Present a nursing situation in which you performed an assessment, including a assessment of a patient. Describe the environmental feature(s), equipment, and cardinal technique(s) you used during the assessment. As you remember the patient and nursing situation, describe his/her general survey and mental status at the time of initial assessment. Also identify and describe the type of pain the patient had in this situation. How was this pain resolved? (3:1-7)

Title: Nursing Assessment and Pain Management: A Case Study

Introduction:

Nursing assessment plays a crucial role in delivering effective patient care. This paper aims to describe a nursing situation wherein a comprehensive assessment was performed, involving the evaluation of a patient’s overall condition, environmental factors, equipment usage, cardinal techniques, general survey, mental status, and pain management.

Case Presentation:

In this case scenario, the patient in question was a 65-year-old male, Mr. Smith, who was admitted to the medical-surgical unit with complaints of severe abdominal pain, nausea, and vomiting. As a registered nurse, I undertook the responsibility of conducting his initial assessment to identify and address his presenting health concerns effectively.

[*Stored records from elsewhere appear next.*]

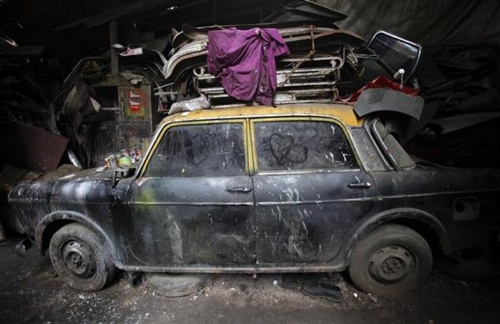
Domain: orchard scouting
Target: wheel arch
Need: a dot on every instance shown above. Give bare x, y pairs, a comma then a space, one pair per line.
52, 222
425, 224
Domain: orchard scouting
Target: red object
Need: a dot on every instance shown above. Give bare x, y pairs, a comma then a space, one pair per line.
382, 82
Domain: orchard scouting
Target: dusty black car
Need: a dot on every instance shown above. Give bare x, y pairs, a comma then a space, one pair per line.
299, 188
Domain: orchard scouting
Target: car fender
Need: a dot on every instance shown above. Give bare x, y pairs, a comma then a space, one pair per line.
404, 216
44, 229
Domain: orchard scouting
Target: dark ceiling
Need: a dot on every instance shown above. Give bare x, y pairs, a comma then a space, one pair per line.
79, 28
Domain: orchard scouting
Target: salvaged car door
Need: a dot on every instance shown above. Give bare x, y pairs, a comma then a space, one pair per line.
193, 200
309, 189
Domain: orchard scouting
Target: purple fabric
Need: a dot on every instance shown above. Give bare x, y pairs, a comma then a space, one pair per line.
244, 60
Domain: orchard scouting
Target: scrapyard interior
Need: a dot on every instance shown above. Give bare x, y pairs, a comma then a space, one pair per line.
136, 93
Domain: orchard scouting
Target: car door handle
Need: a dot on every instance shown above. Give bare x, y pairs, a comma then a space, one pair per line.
239, 189
360, 185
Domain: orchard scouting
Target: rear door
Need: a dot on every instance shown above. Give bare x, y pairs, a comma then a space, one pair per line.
309, 189
193, 204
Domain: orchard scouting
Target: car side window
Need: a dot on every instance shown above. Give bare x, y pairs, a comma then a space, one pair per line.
302, 145
199, 150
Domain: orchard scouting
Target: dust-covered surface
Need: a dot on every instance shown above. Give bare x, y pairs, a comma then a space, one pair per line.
30, 292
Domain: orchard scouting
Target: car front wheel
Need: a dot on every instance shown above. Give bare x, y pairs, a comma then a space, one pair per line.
81, 258
391, 260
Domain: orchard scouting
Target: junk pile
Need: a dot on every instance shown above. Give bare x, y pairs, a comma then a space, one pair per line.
220, 68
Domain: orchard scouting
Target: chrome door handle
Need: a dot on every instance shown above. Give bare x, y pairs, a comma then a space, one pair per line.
360, 185
239, 189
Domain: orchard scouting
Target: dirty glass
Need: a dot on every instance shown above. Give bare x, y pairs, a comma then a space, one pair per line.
199, 150
302, 145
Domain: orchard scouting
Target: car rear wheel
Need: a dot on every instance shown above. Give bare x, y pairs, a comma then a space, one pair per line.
81, 258
391, 260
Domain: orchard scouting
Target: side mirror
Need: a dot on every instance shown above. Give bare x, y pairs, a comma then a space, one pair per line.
396, 54
119, 174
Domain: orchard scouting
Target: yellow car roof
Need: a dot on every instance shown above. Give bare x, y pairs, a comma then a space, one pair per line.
343, 113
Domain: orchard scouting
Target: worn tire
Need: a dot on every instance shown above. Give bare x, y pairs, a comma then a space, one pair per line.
391, 260
81, 258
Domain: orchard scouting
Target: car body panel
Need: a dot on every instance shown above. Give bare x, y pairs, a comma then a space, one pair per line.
262, 220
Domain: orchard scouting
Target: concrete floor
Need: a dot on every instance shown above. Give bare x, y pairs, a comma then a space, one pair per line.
30, 292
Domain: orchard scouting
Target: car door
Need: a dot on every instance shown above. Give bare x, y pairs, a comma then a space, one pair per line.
192, 203
309, 189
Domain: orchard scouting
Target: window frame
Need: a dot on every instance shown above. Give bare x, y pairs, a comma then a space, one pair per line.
254, 162
157, 139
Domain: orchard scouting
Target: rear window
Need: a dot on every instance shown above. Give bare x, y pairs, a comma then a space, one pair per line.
302, 145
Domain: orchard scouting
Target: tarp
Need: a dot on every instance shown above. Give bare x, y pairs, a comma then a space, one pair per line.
427, 22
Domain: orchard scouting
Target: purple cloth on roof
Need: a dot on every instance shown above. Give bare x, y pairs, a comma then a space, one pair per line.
244, 60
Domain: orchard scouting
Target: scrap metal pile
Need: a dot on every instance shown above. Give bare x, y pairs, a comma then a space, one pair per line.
321, 67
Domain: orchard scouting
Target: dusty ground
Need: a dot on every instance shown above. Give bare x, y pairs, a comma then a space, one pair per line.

Environmental Features and Equipment Used:

The assessment took place in Mr. Smith’s private room, which consisted of a hospital bed, bedside table, call bell, and necessary medical equipment such as a cardiac monitor, oxygen supply, and an intravenous (IV) infusion pump. The primary objective of assessing the environmental features was to ensure patient safety, comfort, and accessibility to essential resources.

Cardinal Techniques Employed:

During the assessment, several cardinal techniques were utilized to gather comprehensive patient data. These included observation, interviewing, percussion, palpation, and auscultation.

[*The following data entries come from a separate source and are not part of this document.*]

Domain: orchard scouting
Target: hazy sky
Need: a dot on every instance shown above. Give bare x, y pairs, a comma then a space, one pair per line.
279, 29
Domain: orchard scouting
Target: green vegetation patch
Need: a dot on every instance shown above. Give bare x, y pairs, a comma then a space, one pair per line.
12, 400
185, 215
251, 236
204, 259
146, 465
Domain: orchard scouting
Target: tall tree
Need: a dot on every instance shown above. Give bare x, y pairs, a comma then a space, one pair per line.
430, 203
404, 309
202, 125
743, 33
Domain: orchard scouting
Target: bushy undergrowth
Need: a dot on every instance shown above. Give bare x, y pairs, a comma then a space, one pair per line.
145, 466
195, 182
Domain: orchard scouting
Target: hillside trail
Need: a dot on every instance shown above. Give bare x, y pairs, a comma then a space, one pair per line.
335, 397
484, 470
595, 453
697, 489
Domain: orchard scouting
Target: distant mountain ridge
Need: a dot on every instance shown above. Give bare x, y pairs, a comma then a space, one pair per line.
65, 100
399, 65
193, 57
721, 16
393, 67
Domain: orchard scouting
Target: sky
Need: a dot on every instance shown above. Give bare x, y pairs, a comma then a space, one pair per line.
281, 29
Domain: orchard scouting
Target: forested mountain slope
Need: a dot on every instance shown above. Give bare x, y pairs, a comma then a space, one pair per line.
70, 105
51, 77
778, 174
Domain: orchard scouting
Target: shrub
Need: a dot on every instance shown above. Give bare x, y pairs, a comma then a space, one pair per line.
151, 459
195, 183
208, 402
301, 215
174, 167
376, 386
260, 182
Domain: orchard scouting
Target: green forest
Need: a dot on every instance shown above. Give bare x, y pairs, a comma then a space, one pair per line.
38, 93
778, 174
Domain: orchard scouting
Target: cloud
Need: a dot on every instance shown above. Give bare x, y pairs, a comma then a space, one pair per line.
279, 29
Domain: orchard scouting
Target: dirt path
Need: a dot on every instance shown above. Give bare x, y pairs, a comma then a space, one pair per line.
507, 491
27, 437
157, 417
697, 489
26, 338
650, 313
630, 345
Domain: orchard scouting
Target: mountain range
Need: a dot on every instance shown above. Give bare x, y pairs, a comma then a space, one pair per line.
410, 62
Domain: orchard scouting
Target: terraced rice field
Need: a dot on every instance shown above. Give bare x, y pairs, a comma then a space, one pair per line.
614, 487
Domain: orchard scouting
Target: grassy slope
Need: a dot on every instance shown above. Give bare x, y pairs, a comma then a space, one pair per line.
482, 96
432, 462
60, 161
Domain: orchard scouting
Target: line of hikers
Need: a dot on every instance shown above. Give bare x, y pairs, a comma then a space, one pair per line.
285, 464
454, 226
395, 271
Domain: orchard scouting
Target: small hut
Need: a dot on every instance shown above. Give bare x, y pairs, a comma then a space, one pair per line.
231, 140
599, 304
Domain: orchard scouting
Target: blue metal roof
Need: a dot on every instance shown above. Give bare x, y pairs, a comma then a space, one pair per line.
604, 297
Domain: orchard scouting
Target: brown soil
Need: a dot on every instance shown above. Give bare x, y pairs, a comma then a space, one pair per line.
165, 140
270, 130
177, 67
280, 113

General Survey and Mental Status:

Upon entering the room, the initial observation comprised the general survey of Mr. Smith. He appeared to be in distress, exhibiting guarded movements and an hunched-over posture. His skin appeared pale, diaphoretic, and dry, indicative of potential dehydration. Vital signs revealed a blood pressure of 150/90 mmHg, heart rate of 110 beats per minute, respiratory rate of 24 breaths per minute, and a temperature of 99.2°F. These findings suggested the presence of pain and possible underlying pathology.

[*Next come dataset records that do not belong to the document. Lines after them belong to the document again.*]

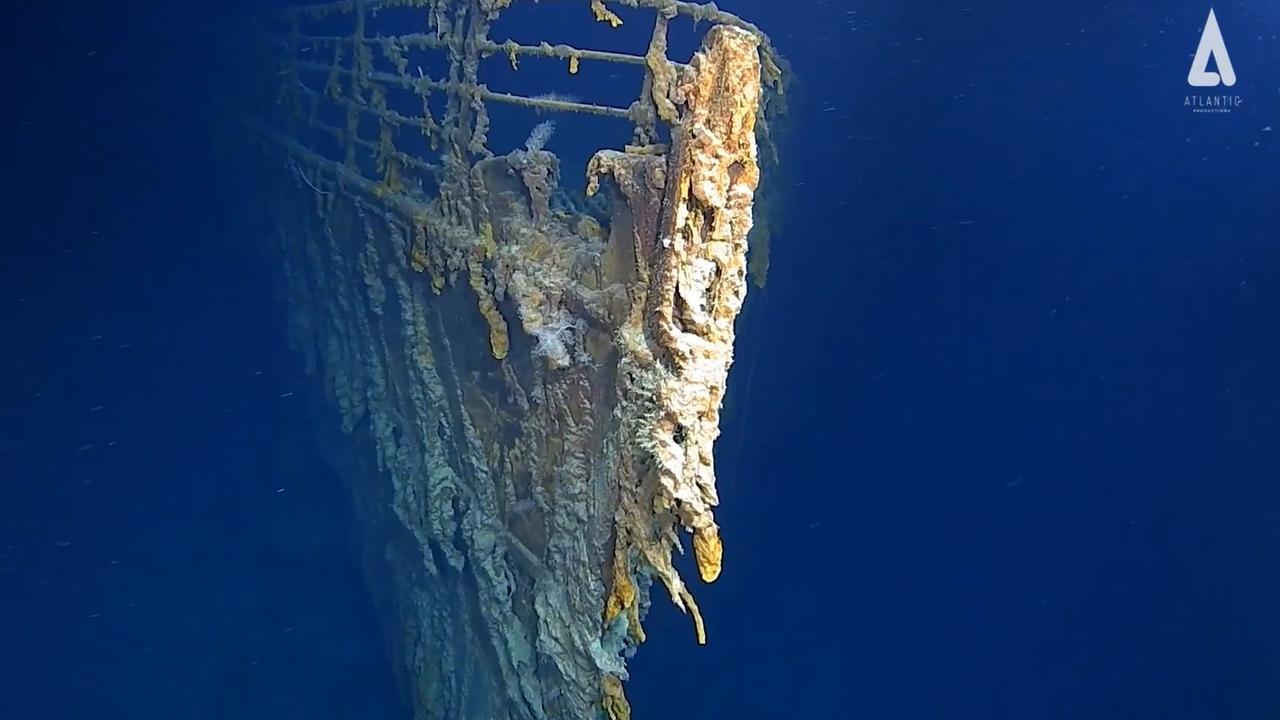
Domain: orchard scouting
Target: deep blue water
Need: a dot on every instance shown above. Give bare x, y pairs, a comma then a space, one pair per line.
1004, 437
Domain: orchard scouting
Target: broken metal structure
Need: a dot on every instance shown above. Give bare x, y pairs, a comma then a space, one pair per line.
530, 379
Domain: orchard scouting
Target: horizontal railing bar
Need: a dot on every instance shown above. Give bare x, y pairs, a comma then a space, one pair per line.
464, 89
488, 46
403, 204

Mental status assessment revealed that Mr. Smith was awake and alert, but appeared anxious and restless. He was cooperative during the interview, although he occasionally exhibited signs of discomfort. His speech was clear and coherent, indicating intact comprehension and communication abilities. However, it was noted that he was primarily focused on his abdominal pain throughout the assessment.

Identification and Description of the Pain:

Mr. Smith described the pain as a sharp, cramping sensation in the upper abdominal region that radiated to the back. The pain was constant and exacerbated by movement, coughing, and deep breathing. This type of pain, characterized by its location and exacerbating factors, suggested a potential gastrointestinal etiology, such as acute pancreatitis or cholecystitis.

Resolution of Pain:

To address Mr. Smith’s pain, a multimodal analgesic approach was employed. Initially, a non-pharmacological intervention was implemented. This included providing a comfortable position with the head of the bed elevated, ensuring adequate rest, and relaxation techniques. Simultaneously, a thorough nursing assessment was conducted to rule out any physiological causes of pain.

Upon completion of the assessment, pain management interventions were initiated. Pharmacological interventions included the administration of intravenous opioids, specifically morphine, titrated to analgesic response and monitoring respiratory status closely. Non-opioid analgesics, such as acetaminophen, were avoided due to potential hepatotoxicity concerns. Additionally, nonsteroidal anti-inflammatory drugs (NSAIDs) were withheld due to their potential to exacerbate gastrointestinal symptoms.

Conclusion:

This case study highlights the importance of a comprehensive nursing assessment and pain management approach in clinical practice. The assessment involved evaluating the patient’s general survey, mental status, and identifying the characteristics of pain. By utilizing appropriate equipment, environmental features, and cardinal assessment techniques, a holistic understanding of the patient’s condition was achieved. Effective pain management interventions were then employed, combining both pharmacological and non-pharmacological approaches to alleviate Mr. Smith’s pain. Ultimately, this case study emphasizes the crucial role of nursing in assessing and managing pain to promote optimal patient outcomes.